2.8. Reporter gene assay
Nrf2 activation by BZL was further verified using the pGL3-ARE reporter plasmid expressing firefly luciferase under the control of a regulatory sequence bearing an ARE element. pGL3-ARE was a kind gift from Dr. Nathan J. Cherrington (University of Arizona, USA) (Canet et al. 2015). For reporter gene assays, cells were seeded in 96-well plates at a density of 104 cells/well, incubated for 24 h and transfected with 0.10 μg/well of pGL3-ARE using 0.30 μl/well of Lipofectamine3000 transfection reagent (Invitrogen) following manufacturer’s instructions. Twenty-four hour after transfection mixture addition, cells were rinsed and exposed to BZL (200 μM) or vehicle for 3, 24 or 48 h. Finally, firefly luciferase activity was quantified using Dual-Glo Luciferase Assay System according to manufacturer’s instructions (Promega, Fitchburg, WI, USA) with a LD-400 luminometer (Beckman-Coulter, Brea, CA, USA).

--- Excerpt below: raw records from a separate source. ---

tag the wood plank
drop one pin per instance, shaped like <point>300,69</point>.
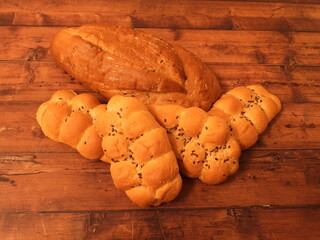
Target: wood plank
<point>164,14</point>
<point>22,81</point>
<point>230,223</point>
<point>67,182</point>
<point>43,226</point>
<point>213,46</point>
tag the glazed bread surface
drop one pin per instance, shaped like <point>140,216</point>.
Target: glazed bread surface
<point>124,134</point>
<point>117,60</point>
<point>248,110</point>
<point>208,145</point>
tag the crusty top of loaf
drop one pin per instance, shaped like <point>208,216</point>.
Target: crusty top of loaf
<point>120,60</point>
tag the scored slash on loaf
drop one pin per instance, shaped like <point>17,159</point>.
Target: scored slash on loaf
<point>125,134</point>
<point>116,60</point>
<point>208,145</point>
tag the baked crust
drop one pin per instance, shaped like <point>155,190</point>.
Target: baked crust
<point>117,60</point>
<point>123,133</point>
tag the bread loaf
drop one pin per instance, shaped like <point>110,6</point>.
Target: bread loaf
<point>117,60</point>
<point>69,118</point>
<point>125,134</point>
<point>203,145</point>
<point>248,110</point>
<point>208,145</point>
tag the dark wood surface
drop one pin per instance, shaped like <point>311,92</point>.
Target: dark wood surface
<point>48,191</point>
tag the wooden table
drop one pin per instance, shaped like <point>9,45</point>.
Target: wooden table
<point>48,191</point>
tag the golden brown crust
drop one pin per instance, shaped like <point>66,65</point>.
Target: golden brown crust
<point>125,134</point>
<point>202,144</point>
<point>142,161</point>
<point>248,110</point>
<point>208,145</point>
<point>68,118</point>
<point>123,61</point>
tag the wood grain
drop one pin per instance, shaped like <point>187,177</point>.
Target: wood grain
<point>231,223</point>
<point>249,47</point>
<point>48,191</point>
<point>21,81</point>
<point>66,181</point>
<point>167,14</point>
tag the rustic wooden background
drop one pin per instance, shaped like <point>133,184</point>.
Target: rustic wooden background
<point>48,191</point>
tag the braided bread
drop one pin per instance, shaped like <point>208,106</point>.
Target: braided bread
<point>208,145</point>
<point>116,60</point>
<point>248,110</point>
<point>68,118</point>
<point>124,134</point>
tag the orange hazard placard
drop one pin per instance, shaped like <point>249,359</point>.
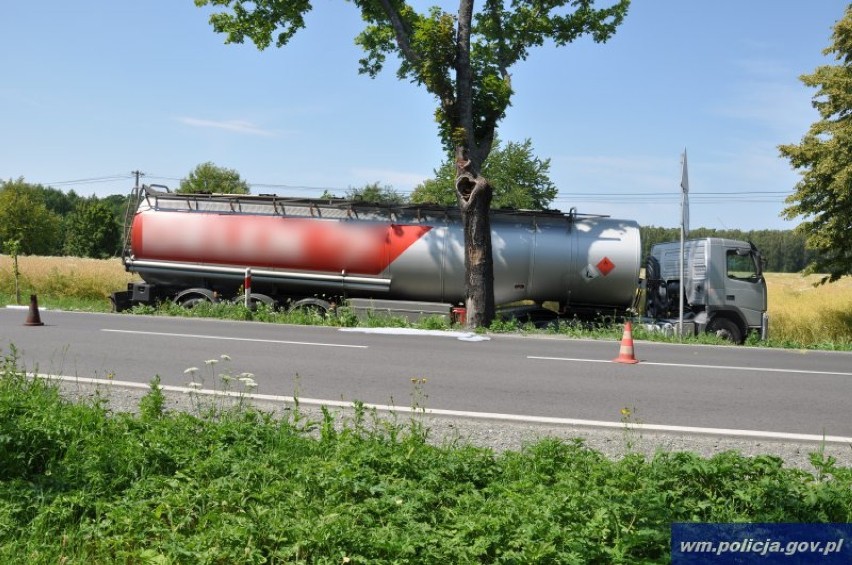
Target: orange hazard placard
<point>605,266</point>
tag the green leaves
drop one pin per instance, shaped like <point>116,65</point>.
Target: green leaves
<point>823,196</point>
<point>520,179</point>
<point>207,177</point>
<point>262,21</point>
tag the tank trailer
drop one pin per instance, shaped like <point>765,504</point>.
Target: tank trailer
<point>317,253</point>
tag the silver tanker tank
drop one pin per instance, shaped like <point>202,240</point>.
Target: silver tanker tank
<point>300,247</point>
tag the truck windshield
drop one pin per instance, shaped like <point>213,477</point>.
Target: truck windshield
<point>742,266</point>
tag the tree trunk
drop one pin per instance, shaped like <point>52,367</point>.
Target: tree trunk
<point>474,194</point>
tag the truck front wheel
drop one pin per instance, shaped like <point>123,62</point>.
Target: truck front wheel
<point>726,329</point>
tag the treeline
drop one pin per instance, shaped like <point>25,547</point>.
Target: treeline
<point>41,220</point>
<point>785,251</point>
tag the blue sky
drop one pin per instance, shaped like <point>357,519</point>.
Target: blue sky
<point>91,91</point>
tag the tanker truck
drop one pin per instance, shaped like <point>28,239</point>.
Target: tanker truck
<point>317,253</point>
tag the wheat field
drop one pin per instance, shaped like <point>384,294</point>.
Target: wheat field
<point>799,312</point>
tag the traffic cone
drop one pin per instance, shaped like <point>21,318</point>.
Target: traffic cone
<point>625,354</point>
<point>33,319</point>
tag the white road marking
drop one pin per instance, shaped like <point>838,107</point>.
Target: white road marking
<point>227,338</point>
<point>755,434</point>
<point>462,336</point>
<point>729,367</point>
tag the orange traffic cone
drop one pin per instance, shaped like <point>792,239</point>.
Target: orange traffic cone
<point>33,319</point>
<point>625,354</point>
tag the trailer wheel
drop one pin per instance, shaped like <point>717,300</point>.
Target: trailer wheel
<point>726,329</point>
<point>195,296</point>
<point>311,306</point>
<point>256,299</point>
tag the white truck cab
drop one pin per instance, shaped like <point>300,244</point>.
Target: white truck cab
<point>724,288</point>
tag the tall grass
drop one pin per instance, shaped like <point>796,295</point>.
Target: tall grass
<point>64,282</point>
<point>811,315</point>
<point>80,484</point>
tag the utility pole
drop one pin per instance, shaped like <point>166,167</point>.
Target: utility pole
<point>137,174</point>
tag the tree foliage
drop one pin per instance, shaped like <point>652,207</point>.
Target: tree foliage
<point>207,177</point>
<point>824,157</point>
<point>463,59</point>
<point>91,230</point>
<point>374,193</point>
<point>24,217</point>
<point>520,179</point>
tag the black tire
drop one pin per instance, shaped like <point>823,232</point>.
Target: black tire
<point>256,299</point>
<point>317,305</point>
<point>726,329</point>
<point>189,303</point>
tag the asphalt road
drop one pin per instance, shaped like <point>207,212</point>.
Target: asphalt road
<point>730,388</point>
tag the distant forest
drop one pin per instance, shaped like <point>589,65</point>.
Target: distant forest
<point>784,250</point>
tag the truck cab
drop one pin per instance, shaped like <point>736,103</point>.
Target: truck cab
<point>724,289</point>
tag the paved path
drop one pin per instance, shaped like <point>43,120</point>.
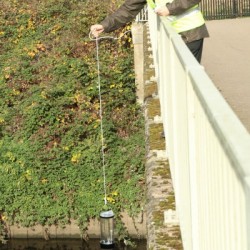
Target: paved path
<point>226,59</point>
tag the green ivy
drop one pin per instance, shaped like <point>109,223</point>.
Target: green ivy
<point>50,142</point>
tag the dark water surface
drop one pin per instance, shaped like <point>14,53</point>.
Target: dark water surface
<point>65,244</point>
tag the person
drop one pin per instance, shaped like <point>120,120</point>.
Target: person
<point>184,15</point>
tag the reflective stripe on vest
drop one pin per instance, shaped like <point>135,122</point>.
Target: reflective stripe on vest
<point>190,19</point>
<point>151,4</point>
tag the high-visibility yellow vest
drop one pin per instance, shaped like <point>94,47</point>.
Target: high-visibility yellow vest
<point>190,19</point>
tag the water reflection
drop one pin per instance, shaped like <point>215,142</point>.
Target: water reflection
<point>65,244</point>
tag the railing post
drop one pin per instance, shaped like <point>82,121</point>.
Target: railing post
<point>137,34</point>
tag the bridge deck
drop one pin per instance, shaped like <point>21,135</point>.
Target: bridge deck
<point>226,58</point>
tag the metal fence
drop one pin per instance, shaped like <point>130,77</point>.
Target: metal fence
<point>214,9</point>
<point>207,147</point>
<point>221,9</point>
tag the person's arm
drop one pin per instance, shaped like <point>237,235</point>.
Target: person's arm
<point>177,7</point>
<point>126,13</point>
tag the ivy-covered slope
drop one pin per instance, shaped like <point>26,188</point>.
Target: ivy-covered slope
<point>50,143</point>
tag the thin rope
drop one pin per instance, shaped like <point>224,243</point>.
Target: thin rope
<point>100,105</point>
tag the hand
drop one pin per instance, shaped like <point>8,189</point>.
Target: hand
<point>162,11</point>
<point>96,29</point>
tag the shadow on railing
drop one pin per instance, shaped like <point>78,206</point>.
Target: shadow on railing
<point>207,146</point>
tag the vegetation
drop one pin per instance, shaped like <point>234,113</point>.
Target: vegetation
<point>50,142</point>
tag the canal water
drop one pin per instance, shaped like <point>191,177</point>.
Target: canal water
<point>66,244</point>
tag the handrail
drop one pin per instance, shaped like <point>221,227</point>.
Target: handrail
<point>207,146</point>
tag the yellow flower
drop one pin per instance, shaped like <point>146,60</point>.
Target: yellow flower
<point>114,193</point>
<point>75,157</point>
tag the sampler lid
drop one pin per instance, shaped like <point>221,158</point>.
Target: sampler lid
<point>107,214</point>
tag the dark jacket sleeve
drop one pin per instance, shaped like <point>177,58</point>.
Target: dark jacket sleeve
<point>177,7</point>
<point>126,13</point>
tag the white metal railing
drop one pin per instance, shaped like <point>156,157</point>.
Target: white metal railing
<point>208,148</point>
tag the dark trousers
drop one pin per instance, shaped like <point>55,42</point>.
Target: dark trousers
<point>196,48</point>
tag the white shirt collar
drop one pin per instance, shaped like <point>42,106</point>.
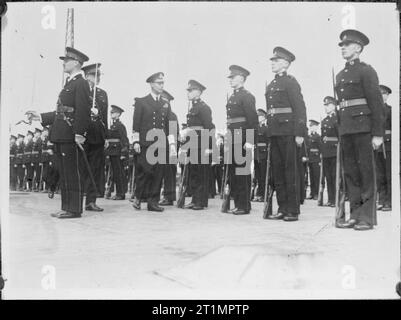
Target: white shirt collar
<point>72,75</point>
<point>155,97</point>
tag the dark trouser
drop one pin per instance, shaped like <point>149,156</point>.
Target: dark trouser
<point>383,167</point>
<point>218,173</point>
<point>118,175</point>
<point>71,168</point>
<point>170,182</point>
<point>199,181</point>
<point>29,174</point>
<point>38,171</point>
<point>329,171</point>
<point>360,176</point>
<point>53,175</point>
<point>96,159</point>
<point>148,178</point>
<point>260,175</point>
<point>314,176</point>
<point>241,183</point>
<point>285,174</point>
<point>20,175</point>
<point>13,177</point>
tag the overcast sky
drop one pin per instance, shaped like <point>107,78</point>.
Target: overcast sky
<point>189,41</point>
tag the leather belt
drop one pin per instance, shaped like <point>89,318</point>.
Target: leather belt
<point>236,120</point>
<point>353,102</point>
<point>65,109</point>
<point>325,139</point>
<point>279,110</point>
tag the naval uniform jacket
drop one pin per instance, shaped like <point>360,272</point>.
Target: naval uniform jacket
<point>151,114</point>
<point>286,111</point>
<point>119,144</point>
<point>241,114</point>
<point>64,125</point>
<point>387,128</point>
<point>200,117</point>
<point>329,133</point>
<point>13,153</point>
<point>261,143</point>
<point>313,143</point>
<point>97,129</point>
<point>37,150</point>
<point>359,80</point>
<point>28,152</point>
<point>20,153</point>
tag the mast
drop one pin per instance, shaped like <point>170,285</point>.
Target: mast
<point>69,34</point>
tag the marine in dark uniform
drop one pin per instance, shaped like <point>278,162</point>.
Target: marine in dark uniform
<point>241,115</point>
<point>170,169</point>
<point>329,141</point>
<point>36,159</point>
<point>151,112</point>
<point>313,143</point>
<point>95,137</point>
<point>361,129</point>
<point>28,147</point>
<point>200,122</point>
<point>69,126</point>
<point>260,156</point>
<point>117,149</point>
<point>286,123</point>
<point>13,164</point>
<point>20,162</point>
<point>383,157</point>
<point>44,159</point>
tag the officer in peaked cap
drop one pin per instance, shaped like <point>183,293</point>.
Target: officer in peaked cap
<point>169,169</point>
<point>383,157</point>
<point>199,120</point>
<point>286,122</point>
<point>151,112</point>
<point>328,147</point>
<point>241,116</point>
<point>69,126</point>
<point>96,137</point>
<point>117,149</point>
<point>313,146</point>
<point>361,129</point>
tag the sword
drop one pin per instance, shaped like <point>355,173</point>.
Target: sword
<point>88,167</point>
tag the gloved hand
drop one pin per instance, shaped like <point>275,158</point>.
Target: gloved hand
<point>299,141</point>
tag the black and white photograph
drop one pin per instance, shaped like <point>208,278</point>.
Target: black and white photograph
<point>200,150</point>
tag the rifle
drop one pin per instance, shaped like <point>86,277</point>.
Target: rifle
<point>340,192</point>
<point>108,180</point>
<point>321,184</point>
<point>183,187</point>
<point>227,192</point>
<point>268,200</point>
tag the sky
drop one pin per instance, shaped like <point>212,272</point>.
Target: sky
<point>189,41</point>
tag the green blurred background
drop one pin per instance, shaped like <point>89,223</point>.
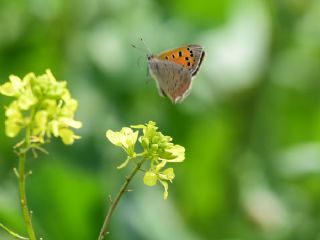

2.9. Experiments with Nrf2−/− mice
Male C57BL/6 (wild type, Nrf2+/+) mice were purchased from Charles River Laboratories (Wilmington, MA, USA). Original Nrf2−/− (C57BL/6 congenic) breeding pairs were kindly provided by Dr. Angela Slitt (University of Rhode Island). A colony of these Nrf2−/− mice is maintained at The University of Connecticut. All mice were housed in a 12 h dark/light cycle in a temperature and humidity controlled environment and fed normal chow and water ad libitum throughout the study (Ghanem et al. 2015). This work was conducted under the University of Connecticut’s Institutional Animal Care and Use Committee approved protocol number A12-050. BZL (200 mg/kg b.w./day; dissolved in DMSO:propylene glycol, 2:13 v/v) was administered i.p. for 3 consecutive days to 18-week-old wild type and Nrf2 knock out mice. Control mice were injected with vehicle according to the same schedule. BZL dose was scaled from a previous study in rats in which we observed Mrp2 induction (Perdomo et al. 2013) based on the body surface area of both species (Reagan-Shaw et al. 2012). Twenty-four hours after the last BZL injection mice were sacrificed by decapitation and livers were excised, rinsed in ice-cold saline solution and snap-frozen in liquid nitrogen. Total RNA was extracted from liver using TRIzol reagent (Life Technologies, Carlsbad, CA, USA) following the manufacturer’s instructions. cDNA was synthesized using a M-MLV RT Kit (Life Technologies). The expression of Abcc2 was quantified with SYBR green using specific primers by the ΔΔCt method and normalized to the expression of β-actin as housekeeping gene using an Applied Biosystems 7500 Fast Real-Time PCR system as described (Ghanem et al. 2015). Results were expressed as percentage of the control within each group.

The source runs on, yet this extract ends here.